We needed both our strength and our fortitude before sundown that night. The barley crop was heavy, and a trifle over-ripe, and the sharp-pointed awns which this cereal throws off had a way of seeking out our vulnerable points that was almost devilish. They crawled under our shirts and into our hair and most particularly through our socks just above the boot-tops. The thermometer during the day hung close to the hundred mark, and as the afternoon wore on we gave way to the temptation to drink heavily from the water keg. It was a forty-acre field, which Keefer was bent upon cutting in one day, not because he needed to but because he had laid that down as a standard for a day's work with two binders. But the horses felt the drag of the first day of harvest as much as we did, and as the field grew smaller they lost more and more time at the corners.

By evening the red rays of the setting sun, hitting squarely in our faces, revealed in Jack's eye a glint of the light of battle such as I had seen there only once or twice, and I knew that nothing short of utter exhaustion would prevent him finishing like a thoroughbred. My own muscles were numb, and now seemed to be working quite mechanically; my clothing was saturated through and through, but I had a strange feeling that the limitations of the human body were suspended and that I could go on permanently, like a machine.

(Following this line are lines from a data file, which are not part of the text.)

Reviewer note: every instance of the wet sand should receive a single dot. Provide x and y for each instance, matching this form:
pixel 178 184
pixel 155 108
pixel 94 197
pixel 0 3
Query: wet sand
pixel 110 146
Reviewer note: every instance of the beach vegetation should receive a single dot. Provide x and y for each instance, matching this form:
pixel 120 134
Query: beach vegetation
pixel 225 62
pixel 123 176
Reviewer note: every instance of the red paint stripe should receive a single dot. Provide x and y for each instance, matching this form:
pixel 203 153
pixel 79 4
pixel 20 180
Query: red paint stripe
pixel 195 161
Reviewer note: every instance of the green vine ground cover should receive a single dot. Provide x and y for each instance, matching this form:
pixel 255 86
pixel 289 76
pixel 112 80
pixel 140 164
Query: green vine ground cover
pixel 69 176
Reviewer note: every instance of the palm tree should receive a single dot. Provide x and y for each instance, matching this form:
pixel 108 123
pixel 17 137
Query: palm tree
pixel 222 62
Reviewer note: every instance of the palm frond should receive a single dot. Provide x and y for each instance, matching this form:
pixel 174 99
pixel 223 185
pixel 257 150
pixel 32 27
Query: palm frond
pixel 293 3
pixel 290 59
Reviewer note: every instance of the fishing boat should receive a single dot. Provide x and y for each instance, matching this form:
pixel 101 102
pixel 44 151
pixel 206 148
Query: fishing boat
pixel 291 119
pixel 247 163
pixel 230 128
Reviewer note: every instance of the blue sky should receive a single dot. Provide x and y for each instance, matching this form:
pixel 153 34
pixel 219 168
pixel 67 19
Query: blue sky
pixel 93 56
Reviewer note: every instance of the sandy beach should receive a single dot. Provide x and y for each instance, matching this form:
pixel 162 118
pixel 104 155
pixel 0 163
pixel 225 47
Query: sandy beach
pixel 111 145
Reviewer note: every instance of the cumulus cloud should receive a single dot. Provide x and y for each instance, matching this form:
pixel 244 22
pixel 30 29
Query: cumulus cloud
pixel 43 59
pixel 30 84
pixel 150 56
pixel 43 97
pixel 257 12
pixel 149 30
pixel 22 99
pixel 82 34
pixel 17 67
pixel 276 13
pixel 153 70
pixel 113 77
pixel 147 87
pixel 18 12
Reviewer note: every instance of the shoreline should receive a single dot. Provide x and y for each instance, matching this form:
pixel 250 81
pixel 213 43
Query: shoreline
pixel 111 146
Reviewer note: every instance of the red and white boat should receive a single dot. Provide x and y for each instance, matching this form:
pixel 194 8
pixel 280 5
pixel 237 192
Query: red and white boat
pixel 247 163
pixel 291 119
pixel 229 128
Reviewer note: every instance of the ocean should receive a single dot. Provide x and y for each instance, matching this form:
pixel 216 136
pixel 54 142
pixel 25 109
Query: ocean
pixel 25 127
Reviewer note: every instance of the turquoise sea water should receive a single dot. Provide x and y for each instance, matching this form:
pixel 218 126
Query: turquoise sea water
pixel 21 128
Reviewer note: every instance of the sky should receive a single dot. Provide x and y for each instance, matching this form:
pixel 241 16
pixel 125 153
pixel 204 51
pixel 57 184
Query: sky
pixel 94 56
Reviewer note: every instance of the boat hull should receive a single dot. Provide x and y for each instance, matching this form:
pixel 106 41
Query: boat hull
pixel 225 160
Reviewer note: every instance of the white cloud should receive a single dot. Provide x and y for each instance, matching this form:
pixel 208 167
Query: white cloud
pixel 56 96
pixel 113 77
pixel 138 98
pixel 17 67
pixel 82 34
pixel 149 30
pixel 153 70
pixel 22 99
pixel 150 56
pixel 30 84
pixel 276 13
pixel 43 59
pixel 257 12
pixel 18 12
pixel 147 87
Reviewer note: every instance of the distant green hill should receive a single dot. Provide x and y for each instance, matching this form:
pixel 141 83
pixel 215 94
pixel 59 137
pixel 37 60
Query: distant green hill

The field grew smaller and smaller, and the shouting of Keefer and George at the tired horses grew more and more insistent, but just as it was almost too dark to see Keefer came down the last stretch with his knives flashing clear on both sides of the remaining ribbon of barley.

"Now," Jack shouted in my ear, "for all that's in you!" And drawing from unsuspected reserves of energy which we had stored about us somewhere we went down the field at a run, setting up the remaining sheaves at a terrific pace. Just as Keefer reached the end of his swath we overtook him, and Jack, seizing the sheaf that was still in the binder, tore it from the knotter and flung it to me where I stood beside a stook waiting to receive it.

Then Keefer did a gracious thing. He climbed down from his binder seat and shook hands with us.

"Boys," he said, "I didn't believe it was in you." Which was a very high compliment from Mr. Keefer.